На самом деле я вру. Здесь была женщина. Она только что ушла. Остается только догадываться, ушла ли она в порыве непонятного гнева или нет. Несомненно одно — дела мои были не очень. А потом стали еще хуже.
Понимаете, чтобы заснуть, необходима внутренняя пустота. Есть такая уловка — одна из миллиона неработающих уловок: надо вообразить себя пустой стеклянной емкостью, которую заполняет желтый расслабляющий газ, медленно заползая в каждый уголок и ослабляя напряжение. Но сложно вообразить свое тело пустой стеклянной емкостью, когда какой-то обезумевший нейрон в отделе информации мозга фиксирует каждый миллилитр мочи в мочевом пузыре, каждую тончайшую струйку спермы в яичках, каждый крошечный волосок на теле, лежащий не как остальные. Когда я в двухсотый раз встаю и иду в туалет, то это не потому, что мне снова надо, а потому, что понимаю: стой я сейчас перед унитазом, все было бы хорошо. Этого достаточно, чтобы поднять меня с постели. Выжимаю из себя все без остатка, и только когда добиться еще одной капли можно только с помощью кесарева сечения, я чувствую настоящее облегчение.
Со спермой дело обстоит раз в десять хуже. От нее обязательно нужно избавиться, при необходимости даже тайком, особенно когда дела идут не лучшим образом и у меня образовываются большие запасы этого добра. Но разве женщина — особенно если я ошибался, полагая, будто она заснула двадцать минут назад, — может это понять? Да ни хрена.
Если бы я только не надел повязку и не заткнул уши. А так слышу лишь отголосок захлопывающейся двери.
Утром Ник встал раньше меня, он готов выдать обзор матча.
— Ну? — спрашиваю я.
— Великолепно.

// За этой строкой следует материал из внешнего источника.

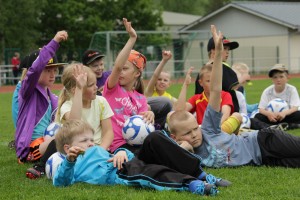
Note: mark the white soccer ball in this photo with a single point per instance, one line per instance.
(51, 129)
(277, 105)
(52, 164)
(135, 130)
(246, 123)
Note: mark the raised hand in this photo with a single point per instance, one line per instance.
(61, 36)
(188, 78)
(129, 28)
(218, 38)
(166, 55)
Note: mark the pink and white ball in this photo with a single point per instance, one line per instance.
(135, 130)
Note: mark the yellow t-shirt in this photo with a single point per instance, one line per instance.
(99, 110)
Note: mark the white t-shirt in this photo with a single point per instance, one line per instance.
(289, 94)
(99, 110)
(242, 102)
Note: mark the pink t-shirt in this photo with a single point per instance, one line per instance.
(124, 104)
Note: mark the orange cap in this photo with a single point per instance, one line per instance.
(137, 59)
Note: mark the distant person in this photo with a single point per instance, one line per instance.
(230, 79)
(94, 59)
(218, 149)
(280, 89)
(160, 80)
(15, 61)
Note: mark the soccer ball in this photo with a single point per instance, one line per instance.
(252, 115)
(135, 130)
(52, 164)
(246, 123)
(277, 105)
(51, 129)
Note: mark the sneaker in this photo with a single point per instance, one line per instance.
(292, 126)
(199, 187)
(282, 126)
(35, 172)
(210, 179)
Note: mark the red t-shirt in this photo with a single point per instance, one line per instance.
(15, 62)
(200, 102)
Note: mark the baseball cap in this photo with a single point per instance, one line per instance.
(226, 42)
(90, 55)
(278, 68)
(137, 59)
(29, 59)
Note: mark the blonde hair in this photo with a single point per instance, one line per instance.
(68, 131)
(241, 68)
(204, 69)
(139, 84)
(69, 82)
(177, 117)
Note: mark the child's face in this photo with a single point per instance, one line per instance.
(128, 75)
(98, 67)
(279, 79)
(188, 130)
(90, 91)
(205, 82)
(163, 82)
(84, 140)
(225, 53)
(47, 77)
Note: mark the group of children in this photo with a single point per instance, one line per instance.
(92, 123)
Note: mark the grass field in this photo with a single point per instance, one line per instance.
(248, 182)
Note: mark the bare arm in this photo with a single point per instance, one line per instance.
(107, 133)
(181, 103)
(166, 55)
(216, 75)
(81, 81)
(123, 55)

Три — ноль. Небольшие разногласия насчет третьего гола, но на повторе хорошо видно, что заветная линия была пересечена. Ну и игра рукой в дополнительное время.
— А в каком состоянии было поле?
— Настоящее болото.
Ник — мой сосед по квартире, ему тридцать пять лет, он лысеет. А еще он из тех людей, которые пускают ветры, получая от этого удовольствие. Это не беспокоило бы меня, не будь сопутствующие звуки столь мучительно неприятны — такое впечатление, что его задний проход вот-вот треснет от напряжения, а мне бы очень не хотелось при этом присутствовать. Мы с соседом — находка для неискушенных феминисток: пытаемся компенсировать наш очевидный страх перед сложностями сексуальных отношений, рассуждая о них языком футбольных комментаторов. Ник, кстати, болеет за «Брэдфорд Сити».